When media headlines screamed out that terrorists were planning to wipe out hundreds by throwing ricin on a packed underground train, many of us thought we could be facing our worst nightmare. Yet the first ricin expert I spoke to told me that, in fact, we could swim in it, eat it or sleep in it with minimal effects and that to kill us it would need to be injected inside our bloodstream (as it famously was with the sharpened tip of an umbrella to kill a Bulgarian spy, Georgi Markov, in 1978). Getting this expertise into the media very quickly changed the shape of that story.
When six men are lying dying in a bed after a pharmaceutical clinical trial and I am already hearing patient groups and politicians on radio talk-shows saying this proves that animal research doesn’t work and that companies are taking risks with people’s lives, I want to hear from scientists who can explain why adverse effects don’t always show up in animal trials and who can balance a horror story with the facts and figures about how many clinical trials take place with no problems. Not knowing what had happened in this particular case needn’t be a barrier to experts sharing what they do know about monoclonal antibodies, first-in-human trials and the importance of both!
And here’s the rub – we never ever ask scientists and engineers to speculate. In fact we encourage them not to. When the media were claiming that Litvinenko was poisoned by thallium, our physicists made it clear that they had no more information about what was killing him than anyone else, but were happy to be interviewed on what they knew for fact about thallium, then radioactive thallium and finally polonium-210. However counterintuitive for the scientists, they did accept our argument that it was better for them to talk to the media at this time, rather than self appointed experts who could fuel scare stories with their partial knowledge.
So what I’m arguing here is that society needs to have access to the best science and engineering precisely at times when these issues are headline news and the public and policy makers are most engaged with them.
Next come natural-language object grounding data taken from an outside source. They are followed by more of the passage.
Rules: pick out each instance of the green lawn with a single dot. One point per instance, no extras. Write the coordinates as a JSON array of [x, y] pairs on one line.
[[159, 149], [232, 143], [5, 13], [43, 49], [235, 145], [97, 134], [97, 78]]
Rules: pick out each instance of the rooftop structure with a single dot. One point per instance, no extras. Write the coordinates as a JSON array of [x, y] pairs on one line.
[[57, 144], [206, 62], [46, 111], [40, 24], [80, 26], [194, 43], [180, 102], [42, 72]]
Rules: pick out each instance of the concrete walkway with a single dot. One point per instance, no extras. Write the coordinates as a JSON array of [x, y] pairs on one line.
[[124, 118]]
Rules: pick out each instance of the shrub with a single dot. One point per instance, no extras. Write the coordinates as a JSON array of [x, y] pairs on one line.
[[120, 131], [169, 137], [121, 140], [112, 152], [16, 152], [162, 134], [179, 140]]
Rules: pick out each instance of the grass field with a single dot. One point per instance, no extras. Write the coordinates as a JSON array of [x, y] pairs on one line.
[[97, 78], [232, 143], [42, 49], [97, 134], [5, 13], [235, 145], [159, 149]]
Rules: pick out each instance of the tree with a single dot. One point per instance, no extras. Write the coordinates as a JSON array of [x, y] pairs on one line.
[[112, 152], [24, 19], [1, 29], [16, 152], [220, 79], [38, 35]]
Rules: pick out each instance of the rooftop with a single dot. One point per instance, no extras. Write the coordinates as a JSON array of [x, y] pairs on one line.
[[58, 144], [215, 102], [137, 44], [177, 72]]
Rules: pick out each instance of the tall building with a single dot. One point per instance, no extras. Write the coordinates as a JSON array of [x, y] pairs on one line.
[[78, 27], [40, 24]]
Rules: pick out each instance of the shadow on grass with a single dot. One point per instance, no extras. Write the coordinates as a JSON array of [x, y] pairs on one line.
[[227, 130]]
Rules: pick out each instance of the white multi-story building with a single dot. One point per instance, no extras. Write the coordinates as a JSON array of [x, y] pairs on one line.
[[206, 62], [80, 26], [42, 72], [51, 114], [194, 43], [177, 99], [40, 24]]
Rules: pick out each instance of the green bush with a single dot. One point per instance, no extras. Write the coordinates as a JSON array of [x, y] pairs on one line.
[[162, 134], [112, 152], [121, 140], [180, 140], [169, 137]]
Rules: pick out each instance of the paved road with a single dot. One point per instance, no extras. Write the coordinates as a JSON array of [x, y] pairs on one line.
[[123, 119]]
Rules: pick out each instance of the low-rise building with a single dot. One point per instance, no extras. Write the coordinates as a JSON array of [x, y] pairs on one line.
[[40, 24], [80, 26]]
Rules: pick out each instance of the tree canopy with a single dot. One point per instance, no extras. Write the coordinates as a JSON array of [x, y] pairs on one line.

The truth is that when the full facts are known about this latest crash it will probably merit a 100 word article on page 10 of The Times; no-one will be listening, no-one will be worrying. The time to inject expertise into the public debates about vaccines, clinical trials, train crashes and similar issues is when they are in the news.
The expert that starts an interview by saying, “I cannot speculate on what caused this crash and nobody should until we have the results of the investigation – but I can tell you this about the infrastructure of this model of train…” will be injecting much needed accurate information into a story as well as reminding the public that what is good about scientists is their integrity and respect for facts. The Science Media Centre's philosophy is that “the media will start ‘doing’ science better when scientists start ‘doing’ the media better”. We are not in a position to change the media – but we can respond to Simon Pearson’s first rule of journalism by offering to help the media to “have it now AND have it good”!